Me diz alguma coisa, vai. Me fala tudo aquilo que eu ando louco pra ouvir da sua boca. Sussurra, então. Ou me ensina a receptar telepatia. Porque eu já estourei minha cota de intuição. Diz que me adora, que gosta de mim, que sente saudades minhas e uma vontade insana de me ver em plena quarta-feira. Sei que não muda nada, mas eu preciso ouvir.

—  Gabito Nunes.



       Mas palavras são vãs. Elas passam. Quantas vezes não falamos coisas que não queríamos exatamente dizer? Bom, eu tenho a minha cota de frases ditas que eu gostaria que voltassem pra minha boca. Atitudes também. Mas no fim do dia o que conta mesmo foram as nossas ações. É o emaranhado de decisões que fomos tomando durante o dia. Aliás, são todas essas decisões rotineiras que vão dando o tom de quem somos nós no fundo. Todos os dias. 24 horas. Milhares de pequenas decisões.

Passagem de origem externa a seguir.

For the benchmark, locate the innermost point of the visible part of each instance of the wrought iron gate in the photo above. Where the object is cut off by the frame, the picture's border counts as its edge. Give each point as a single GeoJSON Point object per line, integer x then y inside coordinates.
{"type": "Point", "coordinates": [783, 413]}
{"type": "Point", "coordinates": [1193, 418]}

         E está tudo bem. Eu estou em paz comigo mesmo. Acho que estou em paz com a vida. Entrei em um estado de quase nirvana existencial. A vida vai ficando leve quando você consegue aceitar algumas coisas. Não existe amor de contos de fadas. Não existe mágica, é apenas ilusionismo. Truques. Amor? Existe, mas demora uns bons anos para ser construído, você sabe, namorou por 6 anos e o que aconteceu? Acabou. Acho ridículo quando dizem: não deu certo? Porra, claro que deu! Por 6 anos deu muito certo, até que de repente não deu mais. Em algum ponto algo deu errado. A estrutura que foi formada na base não era tão sólida como talvez parecia. Amor não acaba. Você nunca vai deixar de amar teus pais, ou a tua irmã. Amor é construção. A paixão que é efêmera, se esvai como areia entre os dedos. É o frio na barriga gostoso, mas é igual quando você está no carro e desce uma ladeira em determinada velocidade. Você sente o frio na barriga naquela hora, e alguns segundos depois, passou. Paixão é isso, mas é uma boa base pra começar a construção do amor. Claro que o amor também acontece de formas inesperadas. Às vezes a gente tá lá, convivendo sem pretenções e de repente começa a ver a pessoa com outros olhos, depois de sei lá quanto tempo. Isso acontece. A vida é completamente imprevisível e o amor é símbolo máximo disso. Às vezes demora, às vezes você se apaixona pelo melhor amigo de infância e vive feliz com ele por toda a vida, às vezes ele bate à sua porta depois do terceiro casamento, aos 58 anos. Quem vai saber?

         Mas quem pode dizer que é tão errado assim eu ser apaixonado? Por você. Ou um eterno apaixonado pela vida. Eu sou um combo de tudo o que me passou. Você também. Você é a soma de tantas coisas, que eu acho que ainda não inventaram calculadora científica ou computador capaz de calcular você. E quem precisa desse cálculo? Afinal de contas, você sabe, no final do dia, nós somos infinitos. Eu e você. Cada um com a sua vida, seus sonhos, planos e emoções. Mas você sabe, sempre vai haver uma jaqueta amarela, uma playlist, uma esquina qualquer. Sempre haverá tudo o que nos passou, em conjunto, e que, de alguma forma, também contribuiu para o que somos hoje. Você é parte do meu todo e eu sou do teu. E eu deito a cabeça no travesseiro todas as noites, porque eu sei, que não importa quanto o céu está nublado, as estrelas sob o teto, sempre serão as mesmas.

           Até amanhã.

c.e.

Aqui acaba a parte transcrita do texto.